「2025年の介護人材は約34万人が不足すると言われている。業務の生産性向上が求められるが、介護施設になかなか情報通信技術(ICT)が定着しない」(コニカミノルタQOLソリューションズの三浦雅範社長)――。
その課題を克服するためコニカミノルタQOLソリューションズは、入居者を認識するセンサーの販売だけではなく技術導入の検討からデータ分析までを支援する新しいサービスを開始した。技術だけを提供する企業は多いが、サポートまで手掛けるのは珍しいという。コニカミノルタQOLソリューションズにとってはセンサー技術を提供する他の企業との差異化の意味もありそうだ。同社の三浦社長はサポートの販売について、「2019年度は50施設、2020年度は100施設を目指す」と話した。

ICTはなかなか介護現場に定着していないのが現状だ。介護施設の管理者は業務効率化のために技術を導入するが、現場で導入の意図が理解されず活用が進まないケースが多いという。介護施設を運営する善光会理事の宮本隆史最高執行責任者は現場に定着しない理由として、「介護施設のスタッフは流動性が高く、年齢層が高い場合もある。全ての職員が機器の操作方法を熟知するのは難しい」と指摘する。

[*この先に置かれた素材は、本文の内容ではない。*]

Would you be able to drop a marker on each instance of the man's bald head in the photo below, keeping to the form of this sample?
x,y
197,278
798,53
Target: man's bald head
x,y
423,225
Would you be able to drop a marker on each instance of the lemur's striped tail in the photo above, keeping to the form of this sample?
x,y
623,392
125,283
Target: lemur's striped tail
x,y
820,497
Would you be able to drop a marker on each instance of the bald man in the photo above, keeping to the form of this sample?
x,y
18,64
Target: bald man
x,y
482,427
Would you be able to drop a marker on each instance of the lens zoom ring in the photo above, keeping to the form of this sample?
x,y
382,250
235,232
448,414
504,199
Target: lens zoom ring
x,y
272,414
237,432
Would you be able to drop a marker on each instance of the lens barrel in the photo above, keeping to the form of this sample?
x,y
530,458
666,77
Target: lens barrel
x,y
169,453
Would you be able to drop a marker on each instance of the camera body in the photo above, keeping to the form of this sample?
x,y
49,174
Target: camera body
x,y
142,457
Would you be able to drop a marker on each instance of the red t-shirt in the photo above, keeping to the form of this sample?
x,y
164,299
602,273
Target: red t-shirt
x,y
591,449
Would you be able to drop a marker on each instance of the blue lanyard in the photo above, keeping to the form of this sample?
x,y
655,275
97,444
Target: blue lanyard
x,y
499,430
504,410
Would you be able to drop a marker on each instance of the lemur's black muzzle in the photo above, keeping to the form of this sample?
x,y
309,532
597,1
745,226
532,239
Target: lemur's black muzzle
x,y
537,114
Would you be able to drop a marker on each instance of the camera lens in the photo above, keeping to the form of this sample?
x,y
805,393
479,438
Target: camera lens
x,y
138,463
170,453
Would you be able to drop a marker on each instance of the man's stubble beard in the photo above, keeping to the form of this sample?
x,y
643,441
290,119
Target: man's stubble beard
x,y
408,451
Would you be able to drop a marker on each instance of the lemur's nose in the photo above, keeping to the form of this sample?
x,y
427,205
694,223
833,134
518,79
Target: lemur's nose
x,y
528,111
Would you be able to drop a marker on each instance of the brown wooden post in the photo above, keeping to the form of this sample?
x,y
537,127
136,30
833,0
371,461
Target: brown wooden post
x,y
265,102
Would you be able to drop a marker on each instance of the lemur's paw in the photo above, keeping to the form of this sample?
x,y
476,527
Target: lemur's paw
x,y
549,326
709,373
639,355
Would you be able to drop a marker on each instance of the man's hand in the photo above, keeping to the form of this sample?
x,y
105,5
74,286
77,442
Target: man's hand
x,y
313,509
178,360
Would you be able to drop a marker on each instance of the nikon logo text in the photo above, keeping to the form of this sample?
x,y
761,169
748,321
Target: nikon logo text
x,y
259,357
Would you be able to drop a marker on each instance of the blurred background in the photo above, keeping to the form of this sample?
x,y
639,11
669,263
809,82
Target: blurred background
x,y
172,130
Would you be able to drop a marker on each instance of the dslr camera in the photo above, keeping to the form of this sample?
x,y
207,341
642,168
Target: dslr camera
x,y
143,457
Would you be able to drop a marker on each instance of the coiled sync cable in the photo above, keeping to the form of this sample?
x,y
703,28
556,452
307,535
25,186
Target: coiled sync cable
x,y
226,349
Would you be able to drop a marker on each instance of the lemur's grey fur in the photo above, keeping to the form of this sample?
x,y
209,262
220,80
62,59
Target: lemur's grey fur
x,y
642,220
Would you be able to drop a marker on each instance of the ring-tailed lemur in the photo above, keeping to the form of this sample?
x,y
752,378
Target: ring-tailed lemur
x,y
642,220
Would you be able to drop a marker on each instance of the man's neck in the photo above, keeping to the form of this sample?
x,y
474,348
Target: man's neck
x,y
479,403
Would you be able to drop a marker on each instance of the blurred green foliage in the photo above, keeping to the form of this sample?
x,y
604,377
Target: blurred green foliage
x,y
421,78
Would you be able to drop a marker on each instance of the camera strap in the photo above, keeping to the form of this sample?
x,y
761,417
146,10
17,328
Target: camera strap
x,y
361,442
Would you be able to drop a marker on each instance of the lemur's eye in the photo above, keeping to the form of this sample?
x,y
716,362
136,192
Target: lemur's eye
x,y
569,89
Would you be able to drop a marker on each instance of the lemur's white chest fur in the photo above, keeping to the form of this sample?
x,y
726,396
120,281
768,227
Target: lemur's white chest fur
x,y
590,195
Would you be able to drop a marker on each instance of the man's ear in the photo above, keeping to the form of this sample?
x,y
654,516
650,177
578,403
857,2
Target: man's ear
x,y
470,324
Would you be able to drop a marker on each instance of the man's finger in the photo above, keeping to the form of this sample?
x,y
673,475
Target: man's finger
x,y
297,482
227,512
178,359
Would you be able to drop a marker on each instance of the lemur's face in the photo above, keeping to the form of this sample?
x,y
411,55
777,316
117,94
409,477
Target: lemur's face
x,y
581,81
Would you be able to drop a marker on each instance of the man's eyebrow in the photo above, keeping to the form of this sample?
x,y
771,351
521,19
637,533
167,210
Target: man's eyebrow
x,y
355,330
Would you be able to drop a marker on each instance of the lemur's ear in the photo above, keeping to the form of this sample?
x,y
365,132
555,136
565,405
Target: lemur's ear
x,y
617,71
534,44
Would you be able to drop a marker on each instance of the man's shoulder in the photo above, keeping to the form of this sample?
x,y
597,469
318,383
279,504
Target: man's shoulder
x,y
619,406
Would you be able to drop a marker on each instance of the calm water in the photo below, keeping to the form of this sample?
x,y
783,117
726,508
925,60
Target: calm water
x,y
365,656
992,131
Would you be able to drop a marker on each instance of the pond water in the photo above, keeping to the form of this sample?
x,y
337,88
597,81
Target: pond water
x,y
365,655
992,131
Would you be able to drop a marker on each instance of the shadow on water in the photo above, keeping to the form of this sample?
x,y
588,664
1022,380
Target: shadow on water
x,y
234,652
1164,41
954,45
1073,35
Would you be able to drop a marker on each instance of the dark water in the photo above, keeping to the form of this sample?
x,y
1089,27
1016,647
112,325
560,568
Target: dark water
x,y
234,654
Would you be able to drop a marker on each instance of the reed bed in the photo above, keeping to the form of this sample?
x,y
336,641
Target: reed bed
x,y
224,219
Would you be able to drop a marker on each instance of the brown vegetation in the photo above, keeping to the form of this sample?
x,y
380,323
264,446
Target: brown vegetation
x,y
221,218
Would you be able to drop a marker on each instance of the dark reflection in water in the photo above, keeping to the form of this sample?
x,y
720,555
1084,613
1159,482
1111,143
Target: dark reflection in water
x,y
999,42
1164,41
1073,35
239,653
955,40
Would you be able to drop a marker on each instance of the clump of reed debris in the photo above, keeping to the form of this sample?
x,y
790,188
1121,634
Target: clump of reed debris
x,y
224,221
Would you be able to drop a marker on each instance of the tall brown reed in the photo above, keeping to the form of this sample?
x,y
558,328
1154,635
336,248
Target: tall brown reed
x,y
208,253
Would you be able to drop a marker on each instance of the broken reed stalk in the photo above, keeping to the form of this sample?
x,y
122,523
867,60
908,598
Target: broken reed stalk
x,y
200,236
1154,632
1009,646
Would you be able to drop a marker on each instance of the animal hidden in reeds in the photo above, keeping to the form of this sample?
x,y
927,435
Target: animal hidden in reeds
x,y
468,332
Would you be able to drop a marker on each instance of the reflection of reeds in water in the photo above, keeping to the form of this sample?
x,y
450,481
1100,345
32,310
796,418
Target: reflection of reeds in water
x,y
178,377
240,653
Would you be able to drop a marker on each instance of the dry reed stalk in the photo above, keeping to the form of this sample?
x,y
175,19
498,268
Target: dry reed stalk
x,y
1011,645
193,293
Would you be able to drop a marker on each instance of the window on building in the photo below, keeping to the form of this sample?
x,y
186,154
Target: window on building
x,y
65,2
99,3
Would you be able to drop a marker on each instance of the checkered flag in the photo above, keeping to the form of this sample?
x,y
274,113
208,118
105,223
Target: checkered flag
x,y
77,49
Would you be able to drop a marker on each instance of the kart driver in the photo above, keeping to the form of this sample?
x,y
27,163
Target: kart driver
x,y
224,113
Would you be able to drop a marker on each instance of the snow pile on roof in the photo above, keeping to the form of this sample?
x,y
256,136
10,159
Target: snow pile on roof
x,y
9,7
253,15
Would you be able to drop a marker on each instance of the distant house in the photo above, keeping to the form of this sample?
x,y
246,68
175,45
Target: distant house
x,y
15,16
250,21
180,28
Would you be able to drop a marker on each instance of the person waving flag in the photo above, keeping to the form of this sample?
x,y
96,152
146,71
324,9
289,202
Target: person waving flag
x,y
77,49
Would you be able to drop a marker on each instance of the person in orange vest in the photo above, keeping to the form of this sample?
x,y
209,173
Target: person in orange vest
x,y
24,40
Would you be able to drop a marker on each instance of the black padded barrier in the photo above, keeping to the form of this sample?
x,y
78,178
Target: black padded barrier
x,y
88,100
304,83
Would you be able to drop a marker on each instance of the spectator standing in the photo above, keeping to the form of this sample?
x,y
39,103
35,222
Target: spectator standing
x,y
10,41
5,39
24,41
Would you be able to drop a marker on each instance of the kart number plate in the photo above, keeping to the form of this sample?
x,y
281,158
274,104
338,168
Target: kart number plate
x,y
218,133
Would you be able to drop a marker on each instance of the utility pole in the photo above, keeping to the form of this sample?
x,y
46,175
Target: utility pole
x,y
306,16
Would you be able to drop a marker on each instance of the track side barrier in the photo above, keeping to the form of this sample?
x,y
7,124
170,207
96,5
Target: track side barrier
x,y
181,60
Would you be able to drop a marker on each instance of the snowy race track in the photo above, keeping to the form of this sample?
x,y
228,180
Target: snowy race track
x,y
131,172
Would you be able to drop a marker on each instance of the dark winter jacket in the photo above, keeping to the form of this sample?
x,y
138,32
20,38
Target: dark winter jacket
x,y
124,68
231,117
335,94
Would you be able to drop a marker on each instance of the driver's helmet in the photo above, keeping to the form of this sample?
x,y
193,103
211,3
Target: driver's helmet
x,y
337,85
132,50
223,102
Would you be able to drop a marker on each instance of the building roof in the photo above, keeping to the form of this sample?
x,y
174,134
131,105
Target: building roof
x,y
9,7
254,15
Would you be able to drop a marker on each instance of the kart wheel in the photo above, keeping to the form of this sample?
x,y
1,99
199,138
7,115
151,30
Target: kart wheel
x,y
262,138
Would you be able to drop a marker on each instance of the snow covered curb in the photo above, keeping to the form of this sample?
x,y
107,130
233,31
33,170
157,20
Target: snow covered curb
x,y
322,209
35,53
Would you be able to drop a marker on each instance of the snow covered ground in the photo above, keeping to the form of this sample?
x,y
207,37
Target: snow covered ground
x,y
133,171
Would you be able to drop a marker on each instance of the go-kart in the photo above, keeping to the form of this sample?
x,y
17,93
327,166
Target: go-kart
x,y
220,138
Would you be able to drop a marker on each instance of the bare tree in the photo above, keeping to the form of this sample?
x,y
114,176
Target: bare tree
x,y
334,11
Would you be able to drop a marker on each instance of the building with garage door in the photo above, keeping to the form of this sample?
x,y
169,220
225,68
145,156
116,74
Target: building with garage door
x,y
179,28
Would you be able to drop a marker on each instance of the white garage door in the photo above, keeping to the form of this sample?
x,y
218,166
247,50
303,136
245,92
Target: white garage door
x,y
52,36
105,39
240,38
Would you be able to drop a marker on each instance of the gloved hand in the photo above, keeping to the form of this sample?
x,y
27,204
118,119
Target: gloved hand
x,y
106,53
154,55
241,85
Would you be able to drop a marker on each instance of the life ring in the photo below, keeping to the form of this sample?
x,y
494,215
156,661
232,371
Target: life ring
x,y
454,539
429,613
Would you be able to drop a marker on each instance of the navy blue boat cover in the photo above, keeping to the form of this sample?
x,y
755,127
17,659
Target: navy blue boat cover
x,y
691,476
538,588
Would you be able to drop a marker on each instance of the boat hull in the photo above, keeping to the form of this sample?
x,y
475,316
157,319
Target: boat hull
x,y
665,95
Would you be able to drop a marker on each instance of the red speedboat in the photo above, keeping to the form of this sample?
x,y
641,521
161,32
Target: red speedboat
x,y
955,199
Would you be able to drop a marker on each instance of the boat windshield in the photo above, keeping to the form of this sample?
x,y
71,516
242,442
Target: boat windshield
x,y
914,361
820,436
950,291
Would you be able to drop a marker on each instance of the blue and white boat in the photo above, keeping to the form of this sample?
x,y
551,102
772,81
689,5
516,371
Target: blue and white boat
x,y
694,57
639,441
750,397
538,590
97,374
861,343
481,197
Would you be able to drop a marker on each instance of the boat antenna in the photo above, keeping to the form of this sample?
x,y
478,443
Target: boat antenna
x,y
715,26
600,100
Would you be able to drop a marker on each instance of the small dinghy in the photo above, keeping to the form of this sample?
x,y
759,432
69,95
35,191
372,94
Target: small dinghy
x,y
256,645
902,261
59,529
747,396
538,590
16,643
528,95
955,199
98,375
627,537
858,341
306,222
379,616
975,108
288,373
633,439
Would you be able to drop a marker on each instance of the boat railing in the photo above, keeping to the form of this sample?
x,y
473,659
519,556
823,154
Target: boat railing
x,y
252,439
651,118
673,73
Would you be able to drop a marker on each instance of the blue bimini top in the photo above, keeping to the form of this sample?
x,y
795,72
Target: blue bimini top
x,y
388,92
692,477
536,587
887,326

そこでコニカミノルタQOLソリューションズは、システムの販売だけではなく技術導入の検討からデータ分析までの支援にも力を入れる。支援の一環として同社は、IT機器とデータを活用し、業務を効率化する専門の職種である「ケアディレクター」を育成するプログラムを開始する。
コニカミノルタQOLソリューションズによるとケアディレクターとは、基本介護技術を備えた一般スタッフや、指導や管理を行うユニットリーダーよりも上位に位置する人材。ICT機器を活用して適切に現場に情報提供を行ったり、現場の運用を効率化したりする。
ケアディレクターを育成するプログラムの受講者は、対面講義とeラーニングで学習する他、コニカミノルタQOLソリューションズの専属コーチと共に実際の現場で運用する訓練を行う。教育コンテンツは善光会が監修した。プログラム終了後も現場の業務状況はサーバーを介して専属コーチに共有され、ケアディレクターは遠隔でアドバイスを受けることも可能だ。
コニカミノルタQOLソリューションズは、介護事業を手掛けるコニカミノルタの子会社。同社は介護施設の天井に設置した行動分析センサーを活用し、介護業務を効率化するシステム「ケアサポートシステム」を販売している。センサーは介護施設の入居者の起床や離床、転倒などを認識し、スタッフが持つスマートフォンに映像を配信したり通知したりする。スタッフは居室内の状況を把握しやすくなり、次に行うべき行動を判断しやすくなる。これまで居室内の状況は把握しにくく、スタッフは転倒などが起きた後に対応せざるを得なかった。